NEMATODES are one of the most difficult garden pests to control. These roundworms feed on plant roots and restrict the plant’s ability to absorb water and nutrients. They also cause various diseases in humans and animals. Usually, avermectin produced by Streptomyces avermitilis, a soil bacterium, is used as a pesticide and for treatment of nematodal diseases.
But nematodes have developed a resistance to avermectin, reasons for which are unknown. Now, scientists at Lewis-Sigler Institute for Integrative Genomics at Princeton University in the US have found why the resistance develops. They say a particular gene, known as GLC-1, is responsible. The resistance occurs due to deletion of the gene.
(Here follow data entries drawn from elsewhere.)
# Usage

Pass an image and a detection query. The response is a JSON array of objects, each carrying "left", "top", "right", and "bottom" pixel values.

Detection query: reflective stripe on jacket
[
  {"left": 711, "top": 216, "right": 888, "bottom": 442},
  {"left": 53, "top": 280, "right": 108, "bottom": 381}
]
For their study the team compared laboratory-raised nematode Caenorhabditis elegans that had not developed avermectin resistance, to a resistant one captured from the Hawaiian islands. The researchers found that they could make the avermectin-resistant population drug-sensitive again by introducing the GLC-1 gene from the laboratory-raised nematodes. The scientists say avermectins affect certain regulatory channels on the nerve and muscle cells of C. elegans. The antibiotic binds to the neurotransmitter glutamate on the cell and closes the channels responsible for carrying out nerve impulses. This leads to paralysis of the nematode. In the resistant worms the binding site for glutamate is absent due to deletion of GLC-1 gene.
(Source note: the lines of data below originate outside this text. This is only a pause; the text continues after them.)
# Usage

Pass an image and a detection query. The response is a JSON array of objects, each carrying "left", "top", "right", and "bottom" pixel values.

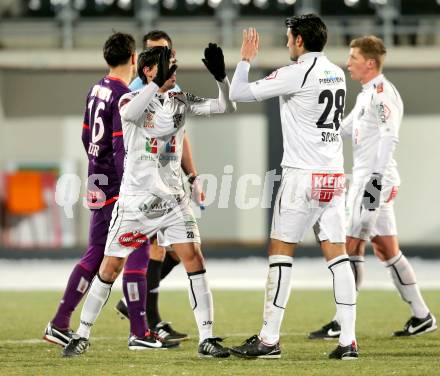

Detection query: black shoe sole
[{"left": 307, "top": 336, "right": 339, "bottom": 341}]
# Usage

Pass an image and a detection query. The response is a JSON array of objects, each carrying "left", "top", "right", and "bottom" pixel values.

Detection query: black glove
[
  {"left": 153, "top": 47, "right": 177, "bottom": 87},
  {"left": 362, "top": 172, "right": 382, "bottom": 211},
  {"left": 202, "top": 43, "right": 226, "bottom": 82}
]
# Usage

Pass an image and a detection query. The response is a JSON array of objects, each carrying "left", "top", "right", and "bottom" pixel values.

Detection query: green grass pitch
[{"left": 0, "top": 290, "right": 440, "bottom": 376}]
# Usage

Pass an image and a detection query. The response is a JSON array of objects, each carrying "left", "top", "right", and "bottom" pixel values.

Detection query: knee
[{"left": 99, "top": 260, "right": 124, "bottom": 283}]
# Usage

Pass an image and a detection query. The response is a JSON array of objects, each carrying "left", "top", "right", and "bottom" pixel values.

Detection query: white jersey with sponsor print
[
  {"left": 342, "top": 74, "right": 403, "bottom": 185},
  {"left": 119, "top": 78, "right": 233, "bottom": 204},
  {"left": 250, "top": 52, "right": 346, "bottom": 172}
]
The team after comparison also noted that C. elegans raised in agricultural fields was more resistant than the one found in the forests. The reason for this they say is that nematodes in agricultural fields have spent at least part of their life in soil treated with avermectin in comparison to forests. The study was published in the February 3 issue of Science.
The researchers say the findings provide insights into genetic mechanisms by which organisms cope with environmental challenges and the possible evolution of drug resistance in pathogens. This could help devise better ways for their control.